New Rules Target Both Wallet Types
The Google Play policy treats all crypto wallets the same way, whether they hold user funds or not. This creates problems for non-custodial wallets, which let users control their own private keys without the wallet company ever touching their money.
In the United States, wallet developers must now register with FinCEN as a Money Services Business and get state money transmitter licenses. They could also operate as a federal or state-chartered bank instead.
Source: support.google.com
European Union developers face different rules. They must get authorization as a crypto-asset service provider under the Markets in Crypto-Assets (MiCA) regulation from their national authorities.
The policy also covers 13 other countries with their own specific requirements, including Canada, the United Kingdom, Japan, and South Korea.
Non-Custodial Wallets Face Bigger Problems
Non-custodial wallets will struggle most with these new rules. These apps let users store crypto without giving up control to a third party. Users keep their own private keys and take full responsibility for their funds.
But MiCA licenses in Europe are designed for companies that actually hold customer assets. The regulations define crypto-asset service providers as exchanges, trading platforms, and businesses that issue or hold custody of digital assets. A simple non-custodial wallet that never touches user funds doesn’t fit this definition.
This means non-custodial wallet developers in the EU may not even be able to get the required licenses, effectively banning them from the Play Store entirely.

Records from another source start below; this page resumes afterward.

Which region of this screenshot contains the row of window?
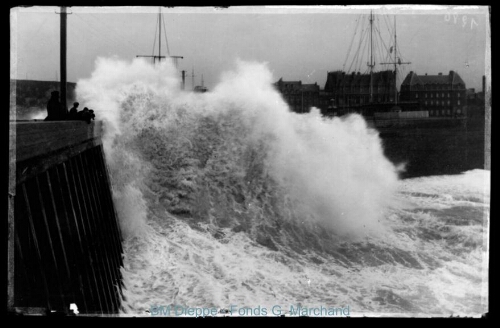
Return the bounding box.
[415,92,460,98]
[429,109,462,116]
[401,84,465,91]
[424,99,460,106]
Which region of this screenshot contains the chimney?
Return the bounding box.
[182,71,186,90]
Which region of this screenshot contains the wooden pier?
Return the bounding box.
[7,121,123,315]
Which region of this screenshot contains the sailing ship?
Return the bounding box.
[325,11,419,117]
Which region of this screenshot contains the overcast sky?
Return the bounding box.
[11,6,490,90]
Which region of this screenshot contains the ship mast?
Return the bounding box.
[381,15,411,105]
[368,10,375,103]
[136,7,184,68]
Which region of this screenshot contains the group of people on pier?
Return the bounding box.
[45,91,95,124]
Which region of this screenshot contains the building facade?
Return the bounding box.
[274,78,325,113]
[400,71,467,117]
[325,70,396,108]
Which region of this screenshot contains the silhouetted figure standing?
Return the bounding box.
[45,91,67,121]
[69,102,80,120]
[77,107,95,124]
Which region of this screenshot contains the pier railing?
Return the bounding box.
[8,121,123,314]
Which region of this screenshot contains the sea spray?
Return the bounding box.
[77,59,397,241]
[77,59,489,316]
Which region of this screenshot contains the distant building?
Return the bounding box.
[400,71,467,117]
[193,85,208,93]
[325,70,396,108]
[274,78,324,113]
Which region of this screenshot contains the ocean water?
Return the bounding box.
[76,58,490,316]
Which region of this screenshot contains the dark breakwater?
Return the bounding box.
[371,117,489,178]
[8,121,123,314]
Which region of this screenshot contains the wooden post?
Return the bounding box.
[60,7,68,114]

The situation in America is also complicated. FinCEN’s 2019 guidance specifically excludes non-custodial wallets from money transmitter licensing requirements. Google’s policy goes beyond what federal law actually requires.

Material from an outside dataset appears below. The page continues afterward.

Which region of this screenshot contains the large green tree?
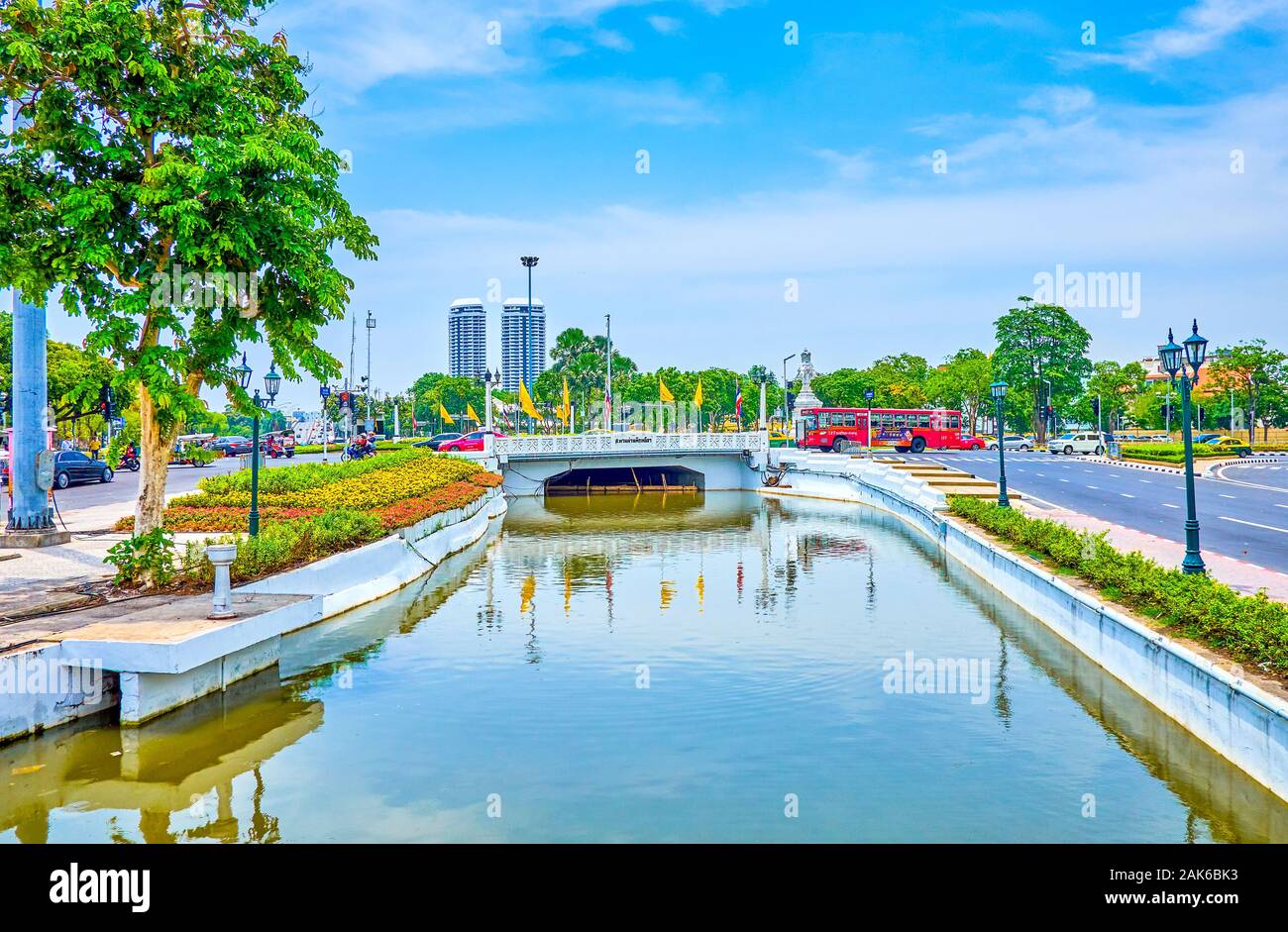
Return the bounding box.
[993,295,1091,443]
[0,0,376,553]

Industry Critics Call It Regulatory Overreach
Crypto industry experts argue that Google is enforcing rules that don’t exist in law. The requirements seem based on guidance from the Financial Action Task Force (FATF), an international body that fights money laundering.
FATF’s 2021 guidance suggested that even developers of non-custodial software could be considered Virtual Asset Service Providers if they have some control over the technology. However, FATF guidance is not legally binding law.

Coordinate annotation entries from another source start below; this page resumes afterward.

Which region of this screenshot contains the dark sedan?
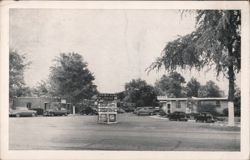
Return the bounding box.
[137,107,154,116]
[9,107,37,117]
[168,112,188,121]
[195,112,215,123]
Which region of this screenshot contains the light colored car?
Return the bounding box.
[9,107,37,117]
[137,107,154,116]
[43,108,68,116]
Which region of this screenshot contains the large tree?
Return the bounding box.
[155,72,185,97]
[49,53,97,103]
[124,79,157,107]
[150,10,241,101]
[9,50,30,101]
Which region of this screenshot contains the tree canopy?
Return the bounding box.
[155,72,185,97]
[9,50,30,100]
[49,53,97,103]
[149,10,241,101]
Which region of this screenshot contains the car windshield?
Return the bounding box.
[16,107,28,110]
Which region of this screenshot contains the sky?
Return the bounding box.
[9,9,240,94]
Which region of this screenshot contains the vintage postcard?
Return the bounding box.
[0,1,250,160]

The compliance costs for money services business registration and state licensing would be massive for small wallet developers. These requirements typically force companies to hire compliance officers, implement anti-money laundering programs, and file regular reports with multiple government agencies.
Many independent developers who created free, open-source wallets will not be able to afford these compliance costs. This could eliminate competition and force users toward wallets from large, licensed companies.
Real-World Impact Already Showing
The crypto wallet industry has already seen enforcement actions that hint at this trend. Federal prosecutors charged the founders of Samourai Wallet with money laundering conspiracy in April 2024, leading to the seizure of their app from Google Play.
Trust Wallet, one of the most popular non-custodial wallets, was temporarily removed from the Play Store in April 2024 before being restored. These incidents show how quickly popular wallets can disappear from the official app store.
Users who lose access to wallet apps on the Play Store would need to download them directly from developers’ websites or use unofficial app stores. This creates security risks, as users might accidentally download fake wallet apps designed to steal their cryptocurrency.
The Future of Mobile Crypto Access
This policy change represents a fundamental shift in how people access cryptocurrency tools on mobile devices. Google’s app store reaches billions of Android users worldwide, making it the primary way most people discover and install crypto wallets.
The new rules favor large, well-funded companies that can afford banking licenses over innovative startups and independent developers. This could reduce innovation in the crypto wallet space and limit user choice.
Some wallet developers may choose to exit markets with strict licensing requirements rather than comply with expensive regulations. Others might restructure their businesses to work within the new framework.
The policy also raises questions about whether Apple will implement similar rules for the iOS App Store, which would affect iPhone users in the same way.
What This Means for Users
Android users should expect fewer crypto wallet options in the official Google Play Store going forward. Popular non-custodial wallets may disappear unless their developers can secure the required licenses.
The changes will likely push more users toward custodial wallet services offered by licensed exchanges and financial institutions. While these services provide regulatory protection, they also require users to give up control of their private keys.
People who value self-custody of their cryptocurrency will need to be more careful about where they get their wallet software and may need to look beyond official app stores for their preferred tools.